Créativité et critique comme résistance au présent dans l'art de Luca Staccioli


Luca Staccioli, né en 1988, est l'un des profils émergents les plus significatifs de la scène contemporaine. Grâce à une pratique pluridisciplinaire, il réinterprète et repense notre vie quotidienne.

En regardant l’œuvre entière et multiforme de Luca Staccioli (Imperia, 1988), on semble pouvoir réutiliser les mots du philosophe Maurice Merleau-Ponty, lorsqu’il soutenait les possibilités d’une conscience poétique d’atteindre “la clarté par une opération qui n’est pas déductive, mais créative”. Staccioli, qui s’est imposé depuis quelques années comme l’un des jeunes talents les plus originaux et les plus intéressants de la scène artistique contemporaine, ne semble pas avoir une attitude différente.
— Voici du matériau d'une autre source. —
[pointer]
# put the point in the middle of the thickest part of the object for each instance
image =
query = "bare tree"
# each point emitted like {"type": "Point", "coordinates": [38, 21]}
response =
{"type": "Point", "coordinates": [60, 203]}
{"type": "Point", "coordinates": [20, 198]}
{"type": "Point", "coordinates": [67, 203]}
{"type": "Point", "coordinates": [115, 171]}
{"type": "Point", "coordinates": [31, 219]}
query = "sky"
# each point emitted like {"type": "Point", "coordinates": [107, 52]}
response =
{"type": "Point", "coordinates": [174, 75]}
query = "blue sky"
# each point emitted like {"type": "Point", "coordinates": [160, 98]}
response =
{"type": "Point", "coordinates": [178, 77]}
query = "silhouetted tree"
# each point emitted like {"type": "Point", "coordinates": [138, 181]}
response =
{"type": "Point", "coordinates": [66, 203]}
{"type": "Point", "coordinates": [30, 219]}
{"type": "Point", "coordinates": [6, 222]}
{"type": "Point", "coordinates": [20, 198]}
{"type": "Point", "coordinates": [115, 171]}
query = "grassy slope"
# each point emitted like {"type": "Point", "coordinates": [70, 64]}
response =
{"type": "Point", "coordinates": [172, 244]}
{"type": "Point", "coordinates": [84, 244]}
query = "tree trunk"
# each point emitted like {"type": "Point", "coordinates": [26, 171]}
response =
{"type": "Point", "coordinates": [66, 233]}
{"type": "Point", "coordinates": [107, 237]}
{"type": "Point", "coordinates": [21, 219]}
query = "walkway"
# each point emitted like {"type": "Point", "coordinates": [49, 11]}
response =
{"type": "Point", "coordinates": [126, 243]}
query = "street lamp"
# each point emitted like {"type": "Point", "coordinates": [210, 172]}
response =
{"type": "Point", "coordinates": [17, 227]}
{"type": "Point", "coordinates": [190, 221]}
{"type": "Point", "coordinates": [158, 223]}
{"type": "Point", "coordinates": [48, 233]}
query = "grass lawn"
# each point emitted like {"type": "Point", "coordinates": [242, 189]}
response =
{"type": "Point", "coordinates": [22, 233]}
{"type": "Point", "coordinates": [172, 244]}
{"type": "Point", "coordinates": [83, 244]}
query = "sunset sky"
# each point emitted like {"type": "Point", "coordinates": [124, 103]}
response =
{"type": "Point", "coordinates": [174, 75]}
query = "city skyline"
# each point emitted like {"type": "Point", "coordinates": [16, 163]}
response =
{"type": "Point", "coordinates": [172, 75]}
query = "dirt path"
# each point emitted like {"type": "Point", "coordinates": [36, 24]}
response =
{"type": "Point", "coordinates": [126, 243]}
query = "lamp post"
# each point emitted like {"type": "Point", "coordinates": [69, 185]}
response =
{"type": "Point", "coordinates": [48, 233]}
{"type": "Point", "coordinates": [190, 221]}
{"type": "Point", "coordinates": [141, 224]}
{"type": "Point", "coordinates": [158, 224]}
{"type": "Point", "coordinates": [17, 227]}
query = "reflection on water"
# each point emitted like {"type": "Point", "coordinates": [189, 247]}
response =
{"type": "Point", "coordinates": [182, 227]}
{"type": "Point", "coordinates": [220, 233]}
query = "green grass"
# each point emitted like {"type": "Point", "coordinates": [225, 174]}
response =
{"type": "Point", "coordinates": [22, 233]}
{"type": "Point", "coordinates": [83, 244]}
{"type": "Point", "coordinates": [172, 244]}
Il a également répondu aux attentes lors de la récente édition de miart 2024, où il a exposé sa nouvelle série de sculptures en céramique émaillée Multifunctional Kit Eliminator (Prickly Pears) dans la section Emergent, sur le stand de la galerie ArtNoble. Les plantes sculpturales ont été présentées à la foire dans une dimension d’installation, qui semble vouloir simuler les colonies spontanées qui dominent divers aperçus du paysage méditerranéen, auquel le bleu du stand fait également un clin d’œil heureux, presque comme pour rappeler ces photos abusées qui immortalisent des figuiers de barbarie s’imposant sur le fond bleu entre ciel et mer, que nous aimons tant rapporter de nos vacances homologuées au bord de la mer. D’ailleurs, l’idée de souvenirs et de représentations stéréotypées de cartes postales n’est certainement pas étrangère à la poétique de Staccioli. Il suffit de regarder de plus près pour se rendre compte que l’idylle naturelle que l’artiste nous propose n’est qu’une fiction, puisqu’en regardant de plus près les lames de cactus, on se rend compte qu’elles ne sont rien d’autre que des moulages de l’escargot distributeur de ces cartes qui règlent notre attente dans les supermarchés, les magasins et les salles d’attente.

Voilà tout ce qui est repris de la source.